Steam Launch OCTOO ☆ ☆ ☆ ☆ From the Quarterdeck

"World War l was just barely over-- it was 1919 and as usual I was busy at my favorite occupation which was bumming around the waterfront in Olympia. One of my waterfront idols was a young chap who had just returned from Naval duty as an Ensign. My respect for him, however, was greatly enhanced by the simple fact that he owned and skippered a steam tugboat. The boat was named OCTOO. He was Delta V. Smyth and a more considerate man never walked a deck.
         Being short-handed one day Del asked me if I would like to go along to pick up a tow. Right there he acquired a deckhand, age twelve.
         The engineer was Jonas Wheeler who wore his hat pointed at the top like 'Smokey the Bear'. One eye was more than slightly off course but it came in handy as he could watch the gauge glass and steam pressure at the same time. He smoked a little pipe which was apparently synchronized with the main engine. Del swore he could get the correct RPMs by counting Jonas' puffs.

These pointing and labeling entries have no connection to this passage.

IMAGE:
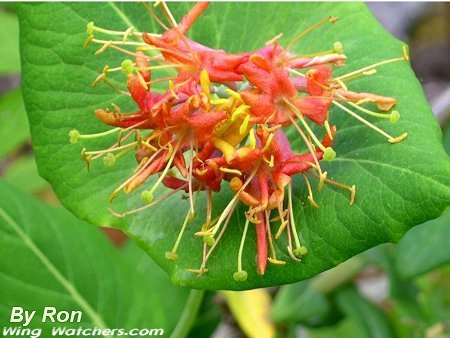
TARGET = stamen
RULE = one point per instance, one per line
(230, 171)
(118, 42)
(166, 169)
(168, 14)
(170, 193)
(308, 144)
(328, 129)
(252, 139)
(191, 163)
(352, 189)
(231, 205)
(219, 237)
(327, 151)
(75, 135)
(208, 209)
(369, 68)
(382, 132)
(241, 275)
(299, 249)
(172, 254)
(310, 194)
(393, 116)
(96, 152)
(155, 17)
(308, 30)
(91, 28)
(268, 143)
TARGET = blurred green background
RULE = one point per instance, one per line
(390, 291)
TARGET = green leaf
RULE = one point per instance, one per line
(23, 174)
(424, 248)
(398, 186)
(9, 48)
(50, 258)
(14, 130)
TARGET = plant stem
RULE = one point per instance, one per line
(189, 314)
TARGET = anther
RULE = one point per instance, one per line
(338, 47)
(394, 116)
(172, 256)
(127, 66)
(240, 276)
(398, 139)
(147, 196)
(109, 160)
(74, 136)
(90, 28)
(301, 251)
(209, 240)
(329, 154)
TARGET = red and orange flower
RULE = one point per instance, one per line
(220, 118)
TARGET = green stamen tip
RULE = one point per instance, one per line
(127, 66)
(329, 154)
(172, 256)
(74, 136)
(191, 215)
(394, 117)
(209, 240)
(240, 276)
(147, 196)
(90, 28)
(338, 47)
(301, 251)
(109, 160)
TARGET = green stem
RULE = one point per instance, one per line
(189, 314)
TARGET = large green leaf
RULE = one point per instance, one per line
(9, 48)
(50, 258)
(14, 129)
(398, 186)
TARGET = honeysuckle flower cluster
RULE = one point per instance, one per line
(219, 118)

         Del was the cook as well as the skipper so at noon I finally got my itchy fingers on that steering wheel. Right then I was in love for the first time -- steamboating on Puget Sound!
         I spent all my waking hours for years on any steamboat I could get on whether it was underway or not. Due to the days I had to waste in school it was sometime before I began to 'deck' for Hill Davis on the LUMBERMAN.

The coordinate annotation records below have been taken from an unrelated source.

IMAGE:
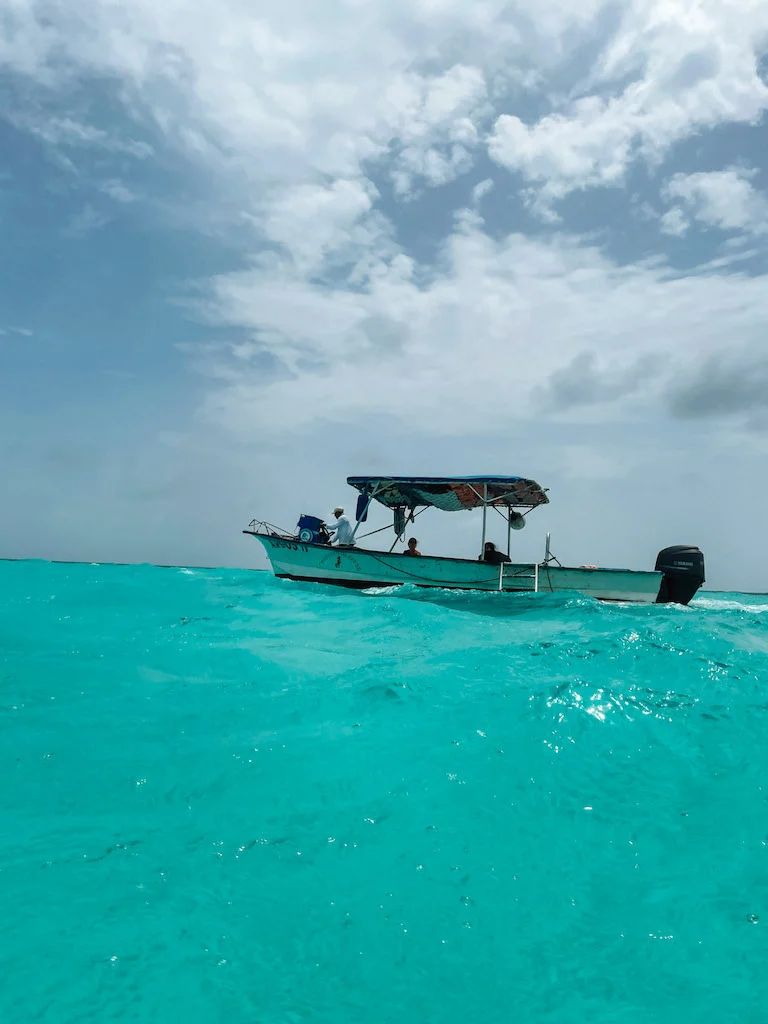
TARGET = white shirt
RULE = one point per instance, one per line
(343, 530)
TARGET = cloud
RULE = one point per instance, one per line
(119, 192)
(674, 222)
(725, 200)
(85, 221)
(732, 384)
(584, 382)
(505, 330)
(669, 72)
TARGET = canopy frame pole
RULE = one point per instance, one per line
(409, 518)
(371, 497)
(484, 516)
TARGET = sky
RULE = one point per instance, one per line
(249, 249)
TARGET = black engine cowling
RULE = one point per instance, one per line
(682, 565)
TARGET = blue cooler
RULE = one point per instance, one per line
(310, 530)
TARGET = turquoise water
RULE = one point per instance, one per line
(229, 798)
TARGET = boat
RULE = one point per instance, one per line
(307, 554)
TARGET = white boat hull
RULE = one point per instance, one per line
(361, 568)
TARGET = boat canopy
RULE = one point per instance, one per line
(451, 494)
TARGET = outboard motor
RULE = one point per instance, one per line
(682, 565)
(310, 529)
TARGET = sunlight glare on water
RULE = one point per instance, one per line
(229, 798)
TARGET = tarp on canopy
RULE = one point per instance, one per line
(451, 494)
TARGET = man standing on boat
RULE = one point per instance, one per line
(341, 530)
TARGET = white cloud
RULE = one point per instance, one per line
(292, 111)
(119, 192)
(85, 221)
(690, 66)
(674, 222)
(468, 348)
(726, 200)
(481, 189)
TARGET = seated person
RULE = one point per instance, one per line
(341, 530)
(412, 549)
(492, 555)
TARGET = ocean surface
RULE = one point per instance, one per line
(232, 799)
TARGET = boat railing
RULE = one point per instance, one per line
(519, 574)
(262, 526)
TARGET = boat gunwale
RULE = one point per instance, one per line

        Hill taught me how to splice lines, lay a course, to read a Mercator's chart, variation and deviation, that there were three norths and why some markers were red and others black, and why they were shaped differently. Also, he taught me how to handle a boat. The best days were when I got to blow that big, beautiful steam whistle! Man, that was living!"
By Ken Ayers, President
Puget Sound Maritime Historical Society
Quarterly Journal The Sea Chest

The 38-ft  OCTOO was launched at Reed's, Decatur Is.,
San Juan Archipelago, 
 for the Seattle Oyster and Fish Company in the fall of 1908.
Miss Irene Van Moorhem broke the customary bottle 
of wine over the bow.
At the start of OCTOO's career, she worked as a shrimper 
both "down sound" and in San Juan County, as reported 
in the early San Juan Islander newspaper
Photo courtesy of J. Robin Paterson ©.

Shrimper ORLOU (right), sister ship to OCTOO,
also built at the Reed Shipyard,
 Decatur Island in 1909.
Photo courtesy of J. Robin Paterson©.